Release inmates to prevent COVID-19 outbreak

To the editor:

We should all be very concerned that the governor and Department of Corrections and Community Supervision are making the wrong choice in ignoring the reasoned call to release people from state prisons, especially the elderly and less healthy adults, in response to the COVID-19 pandemic.

As early as three months ago, many members of the New York State Legislature wrote to urge the governor and DOCCS to establish a mechanism to protect the lives of the imprisoned population by releasing those who are vulnerable and who would pose little risk to public safety. The risks created by transferring vulnerable older people to one facility are real. The CDC reports that 9 out of 10 top COVID-19 clusters in the country are in prisons. The reason is simple, according to Dr. Robert Greifinger, DOCCS former medical director: “Prisons are incubators of disease transmitted through the air, such as COVID-19.”

As Dr. Greifinger stated in a letter to Gov. Cuomo, DOCCS Commissioner Annucci and Parole Chair Stanford, DOCCS is not equipped to handle a serious outbreak of the coronavirus. He knows DOCCS’ history and capabilities.

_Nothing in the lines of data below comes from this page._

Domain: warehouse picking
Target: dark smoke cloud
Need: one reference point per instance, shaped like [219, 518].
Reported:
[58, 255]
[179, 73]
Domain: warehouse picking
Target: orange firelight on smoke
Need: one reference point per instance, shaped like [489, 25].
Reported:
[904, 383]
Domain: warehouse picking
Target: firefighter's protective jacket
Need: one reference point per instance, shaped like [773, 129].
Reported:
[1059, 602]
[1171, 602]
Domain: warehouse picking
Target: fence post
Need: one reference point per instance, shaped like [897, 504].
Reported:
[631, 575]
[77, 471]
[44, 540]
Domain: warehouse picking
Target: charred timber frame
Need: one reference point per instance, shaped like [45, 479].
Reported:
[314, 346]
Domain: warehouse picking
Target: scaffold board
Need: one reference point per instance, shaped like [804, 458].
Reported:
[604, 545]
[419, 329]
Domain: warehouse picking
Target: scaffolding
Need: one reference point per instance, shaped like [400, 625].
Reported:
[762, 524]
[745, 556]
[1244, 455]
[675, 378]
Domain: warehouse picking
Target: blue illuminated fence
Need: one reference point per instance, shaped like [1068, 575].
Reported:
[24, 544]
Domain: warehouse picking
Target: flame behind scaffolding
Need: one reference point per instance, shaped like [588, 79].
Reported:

DOCCS struggled for many years and compromised the health and safety of people incarcerated, as well as staff, when it was unable to control tuberculosis outbreaks in its double-bunked medium-security prison dorms.

Why, then, with the warnings and history as a guide, would the governor and DOCCS chose to establish the equivalent of a nursing home for elderly, incarcerated people at the Adirondack Correctional Facility? Why send vulnerable elders there from other prisons where COVID-19 was present without testing them first or even testing them immediately upon arrival? Did DOCCS forget that the first hot spot in Essex County was across the street at the federal facility?

Adirondack already has at least one case of COVID-19. Without serious action to release people, what’s occurred at San Quentin prison in California over the past month could be what’s to come in New York. The facility went from zero diagnosed cases to 500 within three weeks. This followed the transfer of vulnerable people from other prisons where COVID-19 was present. San Quentin is now No. 3 on the USA hot spot list with 1,625 positive diagnoses. Communities of color in prisons in California, New York and across the country have been the hardest hit by the virus.

What makes most sense is for the governor and DOCCS to evaluate all incarcerated people identified as elderly and less healthy adults and release as many as possible. Most experienced corrections experts will tell you that the people at Adirondack, aged 55 and over, most of whom have already served over 15 years, are the least likely to reoffend. Public safety will not be compromised by their release. In fact, their home communities will likely be enhanced by their return, where they can join their families and neighbors, employing their experience and learned insights, in working on the important issues facing all of us.